Based on my reading of the lawsuit, news articles, columns, and publishing industry blogs, what seemed a strikingly simultaneous accord among the publishers with Apple could reasonably have aroused questions in a Justice Department Antitrust Division on the lookout for potential targets. These agreements, reached in a matter of weeks with Apple in early 2010, had the effect of changing the long-standing business model of their dealings with retailers to "agency" pricing, which would enable the publishers to set the prices of books and pay the booksellers a commission, set at 30 percent. Under the "wholesale" model, which is still followed in most transactions with bookstores like Barnes & Noble and the independents, publishers sell their books to retailers at about half their listed price, and retailers then set their own prices.
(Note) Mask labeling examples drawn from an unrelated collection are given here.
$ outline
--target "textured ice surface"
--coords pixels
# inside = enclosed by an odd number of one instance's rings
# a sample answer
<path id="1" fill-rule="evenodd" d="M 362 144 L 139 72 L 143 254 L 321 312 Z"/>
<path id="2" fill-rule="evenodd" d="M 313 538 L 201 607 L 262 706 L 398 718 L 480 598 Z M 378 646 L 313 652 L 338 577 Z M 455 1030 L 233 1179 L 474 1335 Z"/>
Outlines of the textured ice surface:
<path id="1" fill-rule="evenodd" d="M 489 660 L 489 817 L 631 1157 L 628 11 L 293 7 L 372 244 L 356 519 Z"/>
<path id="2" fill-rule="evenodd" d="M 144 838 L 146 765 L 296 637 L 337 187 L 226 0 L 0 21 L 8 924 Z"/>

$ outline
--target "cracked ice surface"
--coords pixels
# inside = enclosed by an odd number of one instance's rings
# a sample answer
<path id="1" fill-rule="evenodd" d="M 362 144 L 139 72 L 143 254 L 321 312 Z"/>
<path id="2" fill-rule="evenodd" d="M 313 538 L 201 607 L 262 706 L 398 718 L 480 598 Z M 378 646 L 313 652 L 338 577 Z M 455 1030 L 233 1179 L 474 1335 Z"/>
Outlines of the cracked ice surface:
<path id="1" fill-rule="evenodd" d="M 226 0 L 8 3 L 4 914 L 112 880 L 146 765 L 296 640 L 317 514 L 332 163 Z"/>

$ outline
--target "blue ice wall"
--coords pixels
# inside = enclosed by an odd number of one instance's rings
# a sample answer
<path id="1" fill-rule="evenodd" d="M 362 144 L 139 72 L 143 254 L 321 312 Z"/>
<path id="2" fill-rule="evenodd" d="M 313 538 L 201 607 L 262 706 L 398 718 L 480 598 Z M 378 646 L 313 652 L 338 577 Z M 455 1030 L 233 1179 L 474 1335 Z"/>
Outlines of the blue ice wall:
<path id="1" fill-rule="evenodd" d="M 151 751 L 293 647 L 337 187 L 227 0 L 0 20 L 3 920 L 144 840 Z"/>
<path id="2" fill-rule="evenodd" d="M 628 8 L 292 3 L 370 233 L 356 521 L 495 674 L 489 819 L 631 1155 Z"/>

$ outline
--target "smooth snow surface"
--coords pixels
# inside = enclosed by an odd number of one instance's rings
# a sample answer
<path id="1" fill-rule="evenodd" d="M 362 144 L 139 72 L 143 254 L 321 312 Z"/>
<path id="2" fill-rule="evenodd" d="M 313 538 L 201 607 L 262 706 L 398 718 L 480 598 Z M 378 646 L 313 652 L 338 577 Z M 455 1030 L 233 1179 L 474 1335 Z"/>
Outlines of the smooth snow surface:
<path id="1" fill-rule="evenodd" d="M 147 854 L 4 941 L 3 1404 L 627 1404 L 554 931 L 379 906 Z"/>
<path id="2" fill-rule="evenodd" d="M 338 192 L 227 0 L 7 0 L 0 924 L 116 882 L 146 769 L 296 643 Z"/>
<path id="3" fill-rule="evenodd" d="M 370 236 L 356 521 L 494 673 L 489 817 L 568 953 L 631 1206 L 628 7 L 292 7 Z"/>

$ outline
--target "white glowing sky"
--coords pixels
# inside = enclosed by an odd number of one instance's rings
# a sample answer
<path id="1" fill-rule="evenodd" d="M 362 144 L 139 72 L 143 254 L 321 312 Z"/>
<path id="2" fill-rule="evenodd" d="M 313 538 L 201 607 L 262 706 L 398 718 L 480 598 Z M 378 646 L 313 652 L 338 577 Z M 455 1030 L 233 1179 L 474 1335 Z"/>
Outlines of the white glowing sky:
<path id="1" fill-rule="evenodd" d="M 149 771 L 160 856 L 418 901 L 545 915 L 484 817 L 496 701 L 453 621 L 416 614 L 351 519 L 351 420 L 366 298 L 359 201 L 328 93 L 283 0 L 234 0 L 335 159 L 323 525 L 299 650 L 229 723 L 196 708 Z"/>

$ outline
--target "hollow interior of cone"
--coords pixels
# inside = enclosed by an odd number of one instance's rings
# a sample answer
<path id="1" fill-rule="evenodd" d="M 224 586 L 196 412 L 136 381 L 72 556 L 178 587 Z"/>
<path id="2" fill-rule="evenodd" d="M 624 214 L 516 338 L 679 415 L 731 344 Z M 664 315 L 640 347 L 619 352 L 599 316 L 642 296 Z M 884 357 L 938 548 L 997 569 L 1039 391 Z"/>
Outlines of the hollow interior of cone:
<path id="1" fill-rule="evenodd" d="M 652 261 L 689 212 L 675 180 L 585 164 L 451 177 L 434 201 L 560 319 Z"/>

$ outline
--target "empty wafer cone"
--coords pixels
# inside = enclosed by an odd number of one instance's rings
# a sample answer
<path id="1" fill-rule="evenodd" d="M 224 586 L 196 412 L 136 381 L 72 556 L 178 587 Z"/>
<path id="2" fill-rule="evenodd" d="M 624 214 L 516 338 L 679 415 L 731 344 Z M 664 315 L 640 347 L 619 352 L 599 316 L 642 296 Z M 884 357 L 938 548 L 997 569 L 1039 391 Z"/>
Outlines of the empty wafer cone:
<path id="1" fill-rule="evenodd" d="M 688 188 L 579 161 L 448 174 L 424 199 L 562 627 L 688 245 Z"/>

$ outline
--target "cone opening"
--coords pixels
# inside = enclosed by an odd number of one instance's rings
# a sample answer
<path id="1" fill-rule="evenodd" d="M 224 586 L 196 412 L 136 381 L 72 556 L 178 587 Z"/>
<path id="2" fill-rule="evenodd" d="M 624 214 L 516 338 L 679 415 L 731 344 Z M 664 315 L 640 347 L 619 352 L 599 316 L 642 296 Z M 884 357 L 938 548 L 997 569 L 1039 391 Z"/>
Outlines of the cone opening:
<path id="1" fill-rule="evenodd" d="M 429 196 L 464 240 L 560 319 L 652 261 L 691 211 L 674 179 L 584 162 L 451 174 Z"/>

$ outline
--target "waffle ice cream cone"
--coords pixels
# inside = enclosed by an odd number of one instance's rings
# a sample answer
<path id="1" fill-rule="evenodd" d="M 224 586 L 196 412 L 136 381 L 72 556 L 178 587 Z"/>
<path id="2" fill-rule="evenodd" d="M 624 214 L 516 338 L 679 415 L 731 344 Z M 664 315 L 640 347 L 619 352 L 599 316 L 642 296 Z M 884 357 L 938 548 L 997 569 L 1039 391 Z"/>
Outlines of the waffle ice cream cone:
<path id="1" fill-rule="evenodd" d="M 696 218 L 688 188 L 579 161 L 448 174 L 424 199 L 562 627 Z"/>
What justifiably alarmed publishers and other booksellers was the prospect of Amazon's overwhelming position in the emerging e-book market. At its peak in 2009, Amazon's dominance of the marketplace was about 90 percent of digital sales because of the early success of its Kindle reader and the $9.99 price it set for bestsellers and new releases. Ironically, the comparison most often made at the time was the way Apple -- through iTunes, the iPod, and charging just $0.99 per song -- had so completely taken over the online music market that, in a few years, national stalwarts such as Tower Records and Sam Goody's went out of business as album sales declined by more than half. Conceivably, with the experience of Apple's music strategy in mind, the Justice Department chose to preempt the possibility of anything like it happening again by dissolving the publisher's agreements. Of particular concern to the government as evidence of price fixing were the so-called "most favored nation" (MFN) provisions that assured that no prices would be lower than Apple's. "Instead of an MFN designed to protect Apple's ability to compete," the complaint alleged, "this MFN was designed to protect Apple from having to compete in price at all." Sharis A. Pozen, the outgoing assistant attorney general for the Justice Department's Antitrust Division, in a valedictory speech at the Brookings Institution, said that the case is "most importantly . . . about lower e-book prices for consumers."

For the time being, the long-term impact of the Justice Department's case on the publishing industry remains unclear, but Amazon certainly comes out ahead, with its position as the leading retailer of e-books reinforced, which also benefits its role as a major seller of traditional print books, self-published books, downloadable audio, and now also as a publisher. Microsoft's surprise announcement Monday that it will invest hundreds of millions of dollars in Barnes & Noble's Nook division adds yet another major component to the electronic book market and assures that competition will intensify. Ultimately, with so many factors to consider, I agree with Senator Charles Schumer (D.-New York) who said, "I feel absolutely befuddled by the lawsuit. For the Antitrust Division to step in as the big protector of Amazon doesn't seem to make any sense from an antitrust point of view. Rarely have I seen a suit that so ill serves the interests of the consumer." On the other hand, according to the Wall Street Journal (in the piece illustrated with a color photo of Picholine), a consensus of antitrust experts agreed that the Justice Department had reason to believe the publishers were acting together. "Price fixing is kind of the first-degree murder of antitrust violations," Herbert Hovenkamp, a law professor at the University of Iowa said, and the government had to act on "what appears to be a strong set of facts that if true, are one of the most central of antitrust violations."

Lawyers and judges on the trial and appellate levels will have to resolve this dispute, and that could take years. Geoffrey Manne, an antitrust expert, told Bloomberg BusinessWeek that "one of the big problems with this suit as with others in the tech realm is that by the time it's concluded, the market is likely to have changed so much that it will become irrelevant." Until that happens, developments in the Justice Department's case are crucial to publishing's future.